If money is speech, than how do those without money get representation in government?
http://www.publicintegrity.org/articles/entry/3120/?utm_source=publicintegrity&utm_medium=social_media&utm_campaign=twitter

Will

about 9 years ago

TimK -

Collective effort. Contribute to a PAC that has similar views. Join a political party that represents your ideas. 

Check out the list of big contributors to political activities I alluded to earlier:

http://www.opensecrets.org/orgs/list.php

Koch Industries comes in at number 83.  ActBlue, "a clearinghouse for Democratic action," is number one - if people want to be part of a counterbalance to Koch politics, they can give to them or several other groups more influential than Koch.

Besides, bringing Koch Industries into this discussion is irrelevant as it's not a corporation, but a privately held company (your article mentions that). As a privately held company, the proprietors can do with the profits as they see fit without the same accounting rules as a corporation. In other words, make rules that cover business (not just corporate) donations and you haven't touched the Koch brothers...unless you want to make rules that limit individual donations as well as donations of collective (and corporate entities). I don't think that's wise.
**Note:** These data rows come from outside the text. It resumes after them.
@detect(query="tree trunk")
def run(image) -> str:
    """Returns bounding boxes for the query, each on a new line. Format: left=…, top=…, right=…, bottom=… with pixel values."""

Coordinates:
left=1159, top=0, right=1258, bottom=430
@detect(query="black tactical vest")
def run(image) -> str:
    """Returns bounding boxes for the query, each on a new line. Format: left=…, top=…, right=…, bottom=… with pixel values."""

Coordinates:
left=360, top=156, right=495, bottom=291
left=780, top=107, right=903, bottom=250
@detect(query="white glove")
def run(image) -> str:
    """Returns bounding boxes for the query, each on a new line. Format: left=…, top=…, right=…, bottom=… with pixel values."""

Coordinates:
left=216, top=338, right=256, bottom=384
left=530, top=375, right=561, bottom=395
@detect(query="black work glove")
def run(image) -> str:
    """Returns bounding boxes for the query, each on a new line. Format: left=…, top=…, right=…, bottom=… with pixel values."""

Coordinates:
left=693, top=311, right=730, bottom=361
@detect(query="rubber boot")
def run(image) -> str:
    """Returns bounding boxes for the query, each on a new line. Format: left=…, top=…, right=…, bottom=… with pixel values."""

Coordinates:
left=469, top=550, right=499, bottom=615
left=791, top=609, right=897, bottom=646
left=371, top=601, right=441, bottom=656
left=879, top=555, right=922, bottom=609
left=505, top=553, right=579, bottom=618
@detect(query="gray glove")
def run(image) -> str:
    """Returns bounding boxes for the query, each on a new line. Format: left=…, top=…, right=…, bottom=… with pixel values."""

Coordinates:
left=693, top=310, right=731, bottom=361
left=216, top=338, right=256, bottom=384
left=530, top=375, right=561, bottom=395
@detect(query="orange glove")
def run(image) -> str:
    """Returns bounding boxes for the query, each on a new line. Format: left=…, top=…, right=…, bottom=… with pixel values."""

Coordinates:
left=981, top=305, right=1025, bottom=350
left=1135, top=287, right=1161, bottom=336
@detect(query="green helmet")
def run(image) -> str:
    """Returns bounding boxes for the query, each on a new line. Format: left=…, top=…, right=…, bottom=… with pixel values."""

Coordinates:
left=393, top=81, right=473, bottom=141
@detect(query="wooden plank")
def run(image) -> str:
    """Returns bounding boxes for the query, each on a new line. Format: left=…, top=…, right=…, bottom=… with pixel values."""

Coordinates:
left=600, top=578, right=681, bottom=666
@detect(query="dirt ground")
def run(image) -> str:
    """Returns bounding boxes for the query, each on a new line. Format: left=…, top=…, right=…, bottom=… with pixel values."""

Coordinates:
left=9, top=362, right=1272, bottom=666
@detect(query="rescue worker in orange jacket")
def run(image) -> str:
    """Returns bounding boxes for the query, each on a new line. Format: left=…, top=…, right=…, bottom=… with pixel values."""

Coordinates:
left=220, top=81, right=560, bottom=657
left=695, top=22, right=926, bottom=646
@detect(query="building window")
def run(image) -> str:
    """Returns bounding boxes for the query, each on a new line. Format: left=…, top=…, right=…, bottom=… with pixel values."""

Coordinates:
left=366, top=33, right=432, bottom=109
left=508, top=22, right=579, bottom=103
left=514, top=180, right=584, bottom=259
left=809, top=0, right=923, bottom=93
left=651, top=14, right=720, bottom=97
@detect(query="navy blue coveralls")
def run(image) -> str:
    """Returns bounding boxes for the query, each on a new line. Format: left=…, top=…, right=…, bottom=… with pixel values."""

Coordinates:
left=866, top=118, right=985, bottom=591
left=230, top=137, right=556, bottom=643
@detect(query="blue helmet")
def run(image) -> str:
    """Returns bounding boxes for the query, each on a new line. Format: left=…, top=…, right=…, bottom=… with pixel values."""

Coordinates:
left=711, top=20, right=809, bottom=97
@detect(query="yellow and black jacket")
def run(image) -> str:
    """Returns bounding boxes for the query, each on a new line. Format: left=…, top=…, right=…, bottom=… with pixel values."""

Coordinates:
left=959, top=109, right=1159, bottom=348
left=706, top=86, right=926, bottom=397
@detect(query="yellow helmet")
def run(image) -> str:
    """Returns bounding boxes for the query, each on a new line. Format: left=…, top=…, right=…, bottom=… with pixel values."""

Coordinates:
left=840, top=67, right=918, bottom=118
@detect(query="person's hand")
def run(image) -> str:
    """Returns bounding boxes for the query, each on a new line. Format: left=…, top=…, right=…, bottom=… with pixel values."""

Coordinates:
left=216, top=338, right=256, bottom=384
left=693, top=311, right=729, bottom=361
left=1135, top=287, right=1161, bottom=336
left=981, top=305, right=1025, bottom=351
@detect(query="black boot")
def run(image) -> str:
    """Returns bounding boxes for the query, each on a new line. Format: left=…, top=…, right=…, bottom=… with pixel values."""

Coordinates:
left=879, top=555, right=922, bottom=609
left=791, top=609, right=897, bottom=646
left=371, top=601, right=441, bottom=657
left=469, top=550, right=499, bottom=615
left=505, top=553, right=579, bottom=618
I say let Koch industries, let AT&T, let Donald Trump (lord save us), let George Soros donate as much as they want. It's speech. I just want to know who is donating to whom so that if it appears during the next legislative session that those who took the donations are acting as if they're beholden to those who gave I can adjust my next decision.

BeastOfBurden

about 9 years ago

brautigan: Please explain why you believe profits are bad.  Profits, in a corporate setting, result in dividends and stock gains that not only end up providing income for 401k and 403b plans, retirees, but also end up padding the pensions of *GASP!* union workers.

Everything around you was built by profit.  EVERYTHING.

zra

about 9 years ago

If somebody ain't makin a profit, the turrurists win.